For a Council of European Ministers for Gender Equality
This year could be a decisive year for gender equality in the European Union. With a woman in charge of the European Commission, a commissioner devoted exclusively to promoting equality and a progressive majority in the European Parliament, the stars seem to be aligning.
But there’s one important EU institution that’s still missing in action. At the Council of the European Union, where representatives of national governments gather to work together on EU policy, there is no forum dedicated to gender equality. It’s important that we change this as soon as possible.
The Council is currently divided into 10 so-called configurations. The Foreign Affairs Council makes decisions on international affairs. The Economic and Financial Affairs Council takes on economic issues and regulates financial affairs. Similar bodies work on agriculture and fisheries, the environment, justice and home affairs, and education, youth, culture and sport.
But there is no configuration dedicated to promoting and ensuring gender equality. Not only does this send out the message that the Council considers the issue a second-rate priority, it means that policymaking on gender equality ends up sliced up between different ministers’ meetings.
If equality between women and men is a founding value of the EU, shouldn’t the institutional architecture reflect that? That is why we are calling for the urgent creation of a dedicated Council configuration gathering EU ministers and secretaries of state in charge of gender equality.
A specific forum for discussion would provide a much-needed space for representatives of national governments to discuss policy, exchange best practices and move in the same direction. It would also encourage member countries to clarify who is in charge when it comes to delivering and being held accountable on the issue.
Most importantly, it will ensure that gender equality is a political priority at both the EU and national government levels.
The need for such a body is clear. In Europe today, 1 in 3 women has been subjected to physical or sexual violence, 1 in 20 women has been raped, and sexual and reproductive health and rights are being jeopardized. Women also suffer a gender pay gap of 16 percent and a pension gap of 40 percent.
And yet, for years, the Council and some member countries have been lagging behind on key dossiers aiming to advance on gender equality.
The proposed Anti-Discrimination Directive — which would ban discrimination on the grounds of religion, disability, age or sexual orientation — has been blocked since 2008. Similarly, the Women on Boards Directive, aimed at tackling discrimination in the boardroom, has been stalled since 2012.
Some Council presidencies have made an effort to revamp these debates, but member countries have derailed progress with debates over whether the matter should be a national or a European competence.
The truth is that even on purely national matters — the adoption of the Istanbul Convention on preventing and combating violence against women and domestic violence, for instance — we are still waiting for concrete results.

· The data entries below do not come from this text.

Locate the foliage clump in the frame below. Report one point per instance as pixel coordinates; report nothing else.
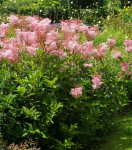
(57, 87)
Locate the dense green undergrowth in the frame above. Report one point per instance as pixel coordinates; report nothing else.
(121, 138)
(38, 83)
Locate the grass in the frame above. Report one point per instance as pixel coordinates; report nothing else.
(122, 138)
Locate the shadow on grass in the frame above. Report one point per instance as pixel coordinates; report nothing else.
(121, 139)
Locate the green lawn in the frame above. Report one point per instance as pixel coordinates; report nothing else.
(121, 139)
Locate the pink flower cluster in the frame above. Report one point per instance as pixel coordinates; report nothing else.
(128, 44)
(96, 81)
(125, 66)
(4, 30)
(117, 55)
(111, 42)
(100, 50)
(76, 92)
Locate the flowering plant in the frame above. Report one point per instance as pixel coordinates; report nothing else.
(56, 86)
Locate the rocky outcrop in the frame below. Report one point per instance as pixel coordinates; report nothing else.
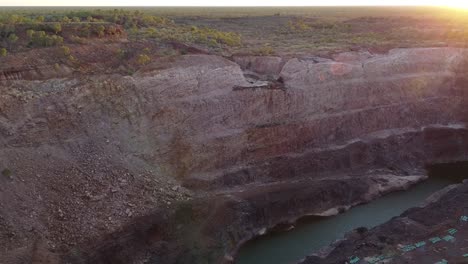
(428, 234)
(105, 137)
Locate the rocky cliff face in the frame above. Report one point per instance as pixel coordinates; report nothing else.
(100, 150)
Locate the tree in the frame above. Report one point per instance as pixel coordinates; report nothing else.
(30, 33)
(100, 31)
(143, 59)
(12, 38)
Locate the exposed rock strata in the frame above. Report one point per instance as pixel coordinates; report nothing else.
(104, 138)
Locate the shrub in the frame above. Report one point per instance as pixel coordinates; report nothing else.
(143, 59)
(57, 27)
(6, 173)
(65, 50)
(265, 50)
(12, 38)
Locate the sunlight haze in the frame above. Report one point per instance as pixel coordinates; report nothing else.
(448, 3)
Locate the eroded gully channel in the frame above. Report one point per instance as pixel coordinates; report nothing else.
(311, 234)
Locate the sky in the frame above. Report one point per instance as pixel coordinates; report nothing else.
(452, 3)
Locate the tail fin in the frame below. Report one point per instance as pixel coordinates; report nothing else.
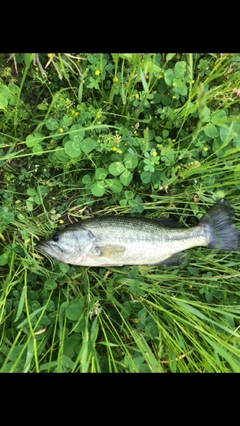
(219, 220)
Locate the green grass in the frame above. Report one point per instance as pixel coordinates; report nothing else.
(84, 135)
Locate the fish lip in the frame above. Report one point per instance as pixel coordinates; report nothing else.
(44, 244)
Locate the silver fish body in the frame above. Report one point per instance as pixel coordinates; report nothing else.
(118, 241)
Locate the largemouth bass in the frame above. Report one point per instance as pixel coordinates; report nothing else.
(118, 241)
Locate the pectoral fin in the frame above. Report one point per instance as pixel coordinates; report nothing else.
(111, 252)
(177, 259)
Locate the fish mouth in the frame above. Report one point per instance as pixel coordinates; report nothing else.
(46, 247)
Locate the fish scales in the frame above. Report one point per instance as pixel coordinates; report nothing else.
(126, 240)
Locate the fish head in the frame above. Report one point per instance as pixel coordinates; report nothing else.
(70, 245)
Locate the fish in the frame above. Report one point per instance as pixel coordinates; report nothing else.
(124, 240)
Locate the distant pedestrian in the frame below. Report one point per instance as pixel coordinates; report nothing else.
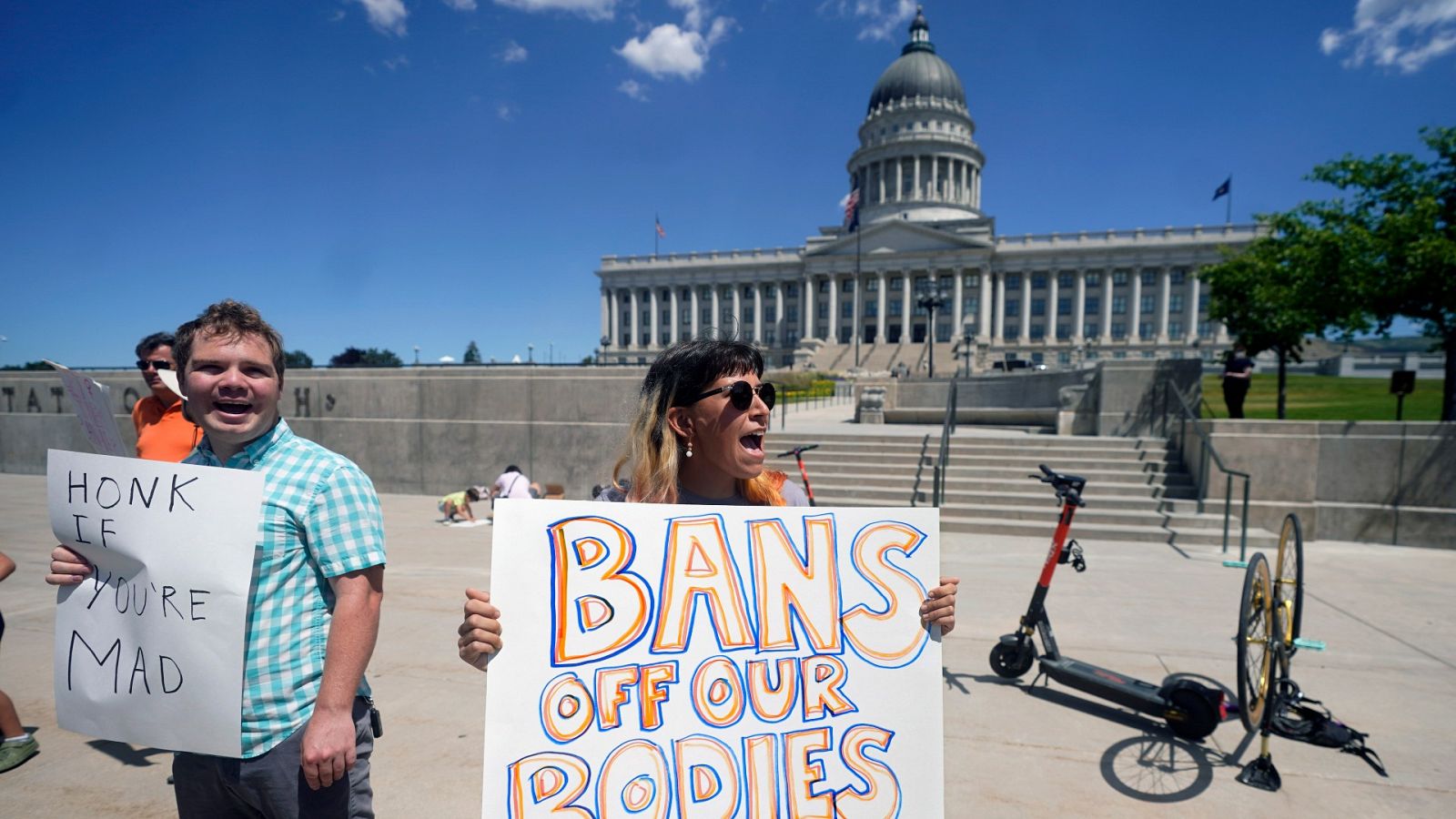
(459, 503)
(1237, 370)
(16, 745)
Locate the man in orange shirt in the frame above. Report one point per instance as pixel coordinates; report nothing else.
(164, 433)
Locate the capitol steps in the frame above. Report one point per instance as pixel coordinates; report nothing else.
(1136, 489)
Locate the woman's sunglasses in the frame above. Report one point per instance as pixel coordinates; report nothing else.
(740, 394)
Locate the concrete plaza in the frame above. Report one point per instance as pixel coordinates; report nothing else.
(1009, 751)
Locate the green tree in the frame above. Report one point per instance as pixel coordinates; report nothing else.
(371, 358)
(1392, 241)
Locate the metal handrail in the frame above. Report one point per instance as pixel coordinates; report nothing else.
(1210, 455)
(944, 455)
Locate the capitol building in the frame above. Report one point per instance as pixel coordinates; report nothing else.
(926, 266)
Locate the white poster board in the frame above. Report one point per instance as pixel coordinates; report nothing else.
(92, 407)
(691, 661)
(149, 649)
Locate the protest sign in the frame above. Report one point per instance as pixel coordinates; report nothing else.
(691, 661)
(149, 649)
(94, 409)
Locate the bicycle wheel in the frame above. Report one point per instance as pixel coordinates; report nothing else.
(1254, 642)
(1289, 581)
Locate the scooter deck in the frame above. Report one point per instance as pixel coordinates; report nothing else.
(1123, 690)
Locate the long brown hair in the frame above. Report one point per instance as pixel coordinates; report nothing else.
(652, 450)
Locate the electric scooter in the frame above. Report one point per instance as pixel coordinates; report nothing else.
(1191, 709)
(798, 455)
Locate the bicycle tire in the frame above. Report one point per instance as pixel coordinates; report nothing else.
(1254, 642)
(1289, 586)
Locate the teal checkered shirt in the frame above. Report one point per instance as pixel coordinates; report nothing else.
(320, 519)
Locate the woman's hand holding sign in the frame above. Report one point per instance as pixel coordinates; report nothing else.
(939, 605)
(480, 630)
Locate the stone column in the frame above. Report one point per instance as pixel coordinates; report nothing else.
(1026, 308)
(1164, 290)
(881, 317)
(654, 319)
(983, 329)
(1191, 317)
(999, 305)
(757, 312)
(907, 315)
(637, 321)
(673, 325)
(807, 307)
(832, 331)
(1053, 292)
(779, 327)
(1079, 305)
(1107, 307)
(1135, 307)
(958, 312)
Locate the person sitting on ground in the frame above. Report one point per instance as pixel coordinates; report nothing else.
(15, 743)
(459, 503)
(696, 438)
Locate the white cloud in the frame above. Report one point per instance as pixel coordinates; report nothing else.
(633, 89)
(590, 9)
(386, 15)
(1395, 34)
(513, 53)
(679, 51)
(883, 19)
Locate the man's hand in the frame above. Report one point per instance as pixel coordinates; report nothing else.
(328, 748)
(480, 630)
(67, 567)
(939, 606)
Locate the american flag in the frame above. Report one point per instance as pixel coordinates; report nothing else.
(852, 210)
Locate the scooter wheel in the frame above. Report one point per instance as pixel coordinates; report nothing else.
(1011, 661)
(1196, 719)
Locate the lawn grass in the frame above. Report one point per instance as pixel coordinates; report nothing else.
(1329, 398)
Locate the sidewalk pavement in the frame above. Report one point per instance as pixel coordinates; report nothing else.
(1009, 751)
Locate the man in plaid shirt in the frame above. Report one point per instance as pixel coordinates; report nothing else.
(317, 589)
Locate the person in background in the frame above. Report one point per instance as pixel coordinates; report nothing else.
(15, 743)
(459, 503)
(696, 438)
(1237, 370)
(164, 431)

Is there a clear causal link between the Council’s inaction and the lack of a dedicated configuration on gender equality? What we do know is that if business as usual isn’t delivering, there’s certainly no harm in trying something new.

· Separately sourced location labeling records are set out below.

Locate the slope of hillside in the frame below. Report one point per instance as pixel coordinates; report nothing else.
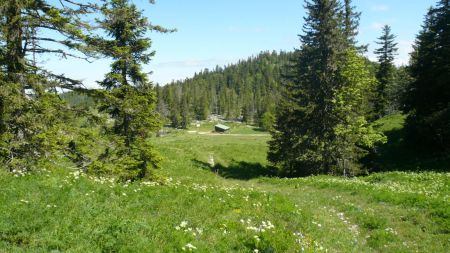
(245, 91)
(231, 206)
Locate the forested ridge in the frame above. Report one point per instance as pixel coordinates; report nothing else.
(322, 150)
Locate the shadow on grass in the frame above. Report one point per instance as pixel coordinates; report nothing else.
(399, 155)
(239, 170)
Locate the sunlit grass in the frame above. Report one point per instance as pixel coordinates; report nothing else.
(228, 207)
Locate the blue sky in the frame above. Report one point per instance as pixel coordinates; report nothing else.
(219, 32)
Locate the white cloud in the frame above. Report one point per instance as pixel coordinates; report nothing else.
(405, 47)
(239, 29)
(377, 25)
(379, 7)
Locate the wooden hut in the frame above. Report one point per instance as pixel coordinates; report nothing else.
(221, 128)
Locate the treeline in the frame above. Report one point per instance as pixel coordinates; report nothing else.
(331, 97)
(244, 91)
(250, 90)
(102, 131)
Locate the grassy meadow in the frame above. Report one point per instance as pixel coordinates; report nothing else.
(216, 195)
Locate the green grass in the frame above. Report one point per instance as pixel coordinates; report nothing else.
(228, 207)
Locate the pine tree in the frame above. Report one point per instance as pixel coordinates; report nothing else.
(130, 98)
(386, 71)
(321, 127)
(428, 97)
(32, 117)
(305, 122)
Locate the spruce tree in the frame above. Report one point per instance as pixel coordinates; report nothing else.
(305, 121)
(386, 71)
(31, 115)
(321, 127)
(130, 98)
(428, 97)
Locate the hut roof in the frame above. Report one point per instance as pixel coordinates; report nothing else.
(222, 127)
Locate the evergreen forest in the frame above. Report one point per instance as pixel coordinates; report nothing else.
(318, 149)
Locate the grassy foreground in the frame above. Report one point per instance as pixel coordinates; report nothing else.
(228, 207)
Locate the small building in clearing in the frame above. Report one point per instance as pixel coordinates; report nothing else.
(221, 128)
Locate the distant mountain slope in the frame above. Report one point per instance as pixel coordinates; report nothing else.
(245, 90)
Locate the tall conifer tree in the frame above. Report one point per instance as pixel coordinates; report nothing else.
(386, 71)
(320, 125)
(428, 97)
(305, 123)
(130, 98)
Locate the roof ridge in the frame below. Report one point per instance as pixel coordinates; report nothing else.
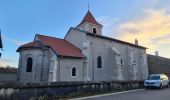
(102, 36)
(48, 36)
(90, 19)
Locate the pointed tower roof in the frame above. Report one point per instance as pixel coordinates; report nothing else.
(89, 18)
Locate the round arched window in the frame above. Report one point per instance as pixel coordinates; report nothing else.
(29, 64)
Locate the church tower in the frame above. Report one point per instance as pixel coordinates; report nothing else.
(90, 24)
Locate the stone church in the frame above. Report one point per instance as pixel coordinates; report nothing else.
(83, 55)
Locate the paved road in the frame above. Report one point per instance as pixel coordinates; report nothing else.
(151, 94)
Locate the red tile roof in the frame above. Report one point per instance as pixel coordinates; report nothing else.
(89, 18)
(8, 70)
(32, 44)
(59, 46)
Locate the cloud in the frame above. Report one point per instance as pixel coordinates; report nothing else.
(152, 30)
(16, 42)
(5, 62)
(108, 23)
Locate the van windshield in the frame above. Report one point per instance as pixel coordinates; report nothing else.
(153, 77)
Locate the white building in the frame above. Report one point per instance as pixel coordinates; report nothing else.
(83, 55)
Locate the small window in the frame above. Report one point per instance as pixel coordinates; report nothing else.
(99, 62)
(29, 64)
(94, 30)
(74, 71)
(121, 61)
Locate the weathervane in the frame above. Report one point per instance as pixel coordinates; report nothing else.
(88, 5)
(1, 46)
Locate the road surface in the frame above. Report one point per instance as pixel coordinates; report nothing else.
(150, 94)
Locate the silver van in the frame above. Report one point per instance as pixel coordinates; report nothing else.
(157, 80)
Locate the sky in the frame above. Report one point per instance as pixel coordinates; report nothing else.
(127, 20)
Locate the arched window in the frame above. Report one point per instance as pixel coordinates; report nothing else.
(99, 62)
(74, 71)
(29, 64)
(94, 30)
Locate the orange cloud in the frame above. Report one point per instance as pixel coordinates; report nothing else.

Commitments to protect fundamental human rights, to empower women and girls and to free them from discrimination and violence must translate into concrete actions. A more ambitious institutional framework is a first step, and the good news is it does not require any treaty change.
As members of Renew Europe, we are committed to progress on gender equality at both national and European levels. One example of that is our proposed Simone Veil Pact, a political commitment by member countries to adopt the most progressive national measures for women’s rights and gender equality in the EU on a voluntary basis.

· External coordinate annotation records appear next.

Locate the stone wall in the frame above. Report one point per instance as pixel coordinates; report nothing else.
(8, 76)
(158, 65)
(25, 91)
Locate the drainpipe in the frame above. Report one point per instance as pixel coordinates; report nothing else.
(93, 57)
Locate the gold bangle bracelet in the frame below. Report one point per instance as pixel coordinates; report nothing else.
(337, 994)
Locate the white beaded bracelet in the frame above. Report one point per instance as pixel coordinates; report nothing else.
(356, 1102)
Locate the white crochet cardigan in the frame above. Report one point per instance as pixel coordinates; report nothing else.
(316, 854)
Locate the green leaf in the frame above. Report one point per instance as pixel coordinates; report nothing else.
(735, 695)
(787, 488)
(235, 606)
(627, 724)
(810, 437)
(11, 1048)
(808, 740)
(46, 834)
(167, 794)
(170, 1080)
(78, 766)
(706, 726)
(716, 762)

It is time for women’s rights and gender equality to be at the forefront of the EU political agenda. When it comes to fulfilling the promise of equality between human beings, we cannot downsize our ambitions to fit the EU’s current institutional framework.
Signatories: Sylvie Brunet MEP (France); Elena Bonetti is Italian minister for equal opportunities and family. Marlène Schiappa is French secretary of state on gender equality and the fight against discrimination. Dacian Cioloș is president of the Renew Europe group in the European Parliament. Nathalie Loiseau (France), Sophie In 't Veld (the Netherlands), Irène Tolleret (France), Chrysoula Zacharopoulou (France) and Sylvie Brunet (France) are MEPs for Renew Europe.